Add support for bind mounts to directories not existing within a container on read-only FS #96

olifre · 2017-12-06T18:45:35Z

On the WLCG containers mailing list, somebody suggested the following magic to be able to add bind-mount points to a read-only container without using overlayfs.

Use a temporary local, read-writable directory.
Create the missing mount point directories in there.
Recreate the top-level directories which are present in the container in there.
Create bind mounts for all top-level directories which are part of the read-only container to those directories.
Finally, chroot to the local, read-writable directory instead of the "container root".

Is there a logic error in this approach?

olifre · 2017-12-07T02:24:05Z

A side-effect I see is that the user in the user-namespace is then effective owner of / (I think), so new potentially problematic possibilities arise (such as renaming /etc and recreating a new /etc, filling up the temporary local directory etc) which were impossible with a read-only container filesystem.

reidpr · 2017-12-07T04:09:22Z

We do this for /home right now, except we only add /home/$USER and not the other home directories.

I'm a little hesitant to put it in the C code since it seems kind of complex.

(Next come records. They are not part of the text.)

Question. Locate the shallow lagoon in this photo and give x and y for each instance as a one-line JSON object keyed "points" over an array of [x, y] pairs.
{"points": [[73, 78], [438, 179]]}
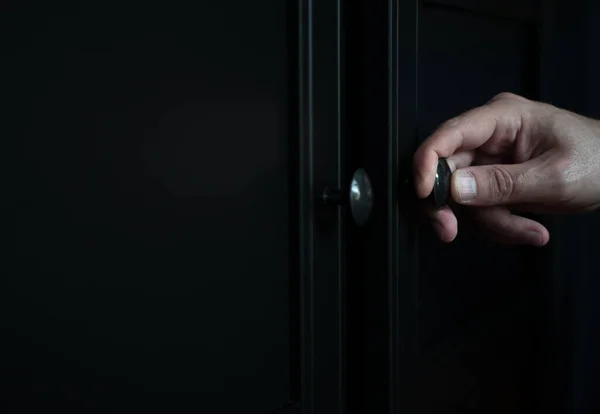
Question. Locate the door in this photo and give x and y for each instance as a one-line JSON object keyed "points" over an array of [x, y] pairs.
{"points": [[449, 328], [169, 255]]}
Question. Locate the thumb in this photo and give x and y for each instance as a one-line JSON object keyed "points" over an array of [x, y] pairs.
{"points": [[497, 184]]}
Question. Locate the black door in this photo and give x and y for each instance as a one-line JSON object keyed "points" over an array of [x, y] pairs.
{"points": [[448, 328], [169, 256]]}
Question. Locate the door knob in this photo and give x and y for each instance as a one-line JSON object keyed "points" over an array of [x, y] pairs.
{"points": [[359, 197], [441, 187]]}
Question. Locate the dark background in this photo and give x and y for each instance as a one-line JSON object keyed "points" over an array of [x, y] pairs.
{"points": [[163, 170]]}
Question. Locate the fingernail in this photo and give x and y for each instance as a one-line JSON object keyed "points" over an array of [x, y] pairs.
{"points": [[466, 187], [534, 238]]}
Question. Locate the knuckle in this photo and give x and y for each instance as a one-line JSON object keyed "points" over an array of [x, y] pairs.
{"points": [[507, 95], [502, 184]]}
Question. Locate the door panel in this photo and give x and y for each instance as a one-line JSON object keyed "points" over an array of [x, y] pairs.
{"points": [[165, 226], [456, 329], [476, 57], [474, 314]]}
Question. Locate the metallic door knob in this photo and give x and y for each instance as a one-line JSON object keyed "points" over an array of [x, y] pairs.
{"points": [[359, 197]]}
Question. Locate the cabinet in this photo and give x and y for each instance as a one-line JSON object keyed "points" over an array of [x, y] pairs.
{"points": [[172, 252]]}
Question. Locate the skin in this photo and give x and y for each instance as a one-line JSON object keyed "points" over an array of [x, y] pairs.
{"points": [[524, 157]]}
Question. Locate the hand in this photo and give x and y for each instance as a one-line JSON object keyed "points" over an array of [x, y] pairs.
{"points": [[513, 154]]}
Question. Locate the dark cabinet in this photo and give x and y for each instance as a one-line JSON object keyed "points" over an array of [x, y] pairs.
{"points": [[173, 252], [167, 256]]}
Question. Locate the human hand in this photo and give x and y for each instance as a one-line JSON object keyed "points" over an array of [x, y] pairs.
{"points": [[513, 154]]}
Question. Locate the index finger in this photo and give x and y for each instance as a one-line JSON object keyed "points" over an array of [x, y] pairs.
{"points": [[466, 132]]}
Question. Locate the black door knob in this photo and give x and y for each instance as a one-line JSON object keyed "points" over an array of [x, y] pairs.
{"points": [[441, 187], [359, 197]]}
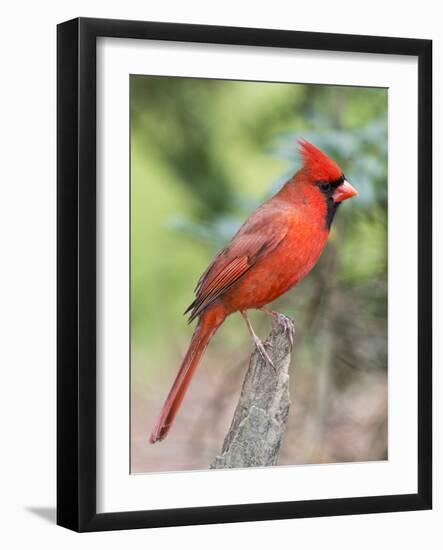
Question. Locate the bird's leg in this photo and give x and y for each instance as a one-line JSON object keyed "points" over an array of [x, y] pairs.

Would a mkdir(2) at unpack time suffice?

We haven't yet clarified the contract on the unpacked image. For example, it is portable between machines? Can you just tar it up again to get a valid image tarball?

olifre · 2017-12-07T17:11:00Z

Would a mkdir(2) at unpack time suffice?

For the use case in mind, this would not be sufficient:
The idea is that a third party (in our case, CERN / WLCG) provides containers via CVMFS as read-only directores. So they perform the unpack stage.
These containers will be used at many different places on vastly different machines, which may require different bind mount points to make local filesystems accesible, for which the directories may not yet exist in the containers.

The trick described here (and by now also suggested here apptainer/singularity#1207 ) would allow to freely specify any bind mount point inside the container without requiring a decision already at the unpack stage.

I think the C-code is the only suitable place in that case, since the bind mounts need to be performed after activating the user namespace. But I agree, it's kind of complex, so I am not sure it should be the highest thing on the priority list of enhancements ;-).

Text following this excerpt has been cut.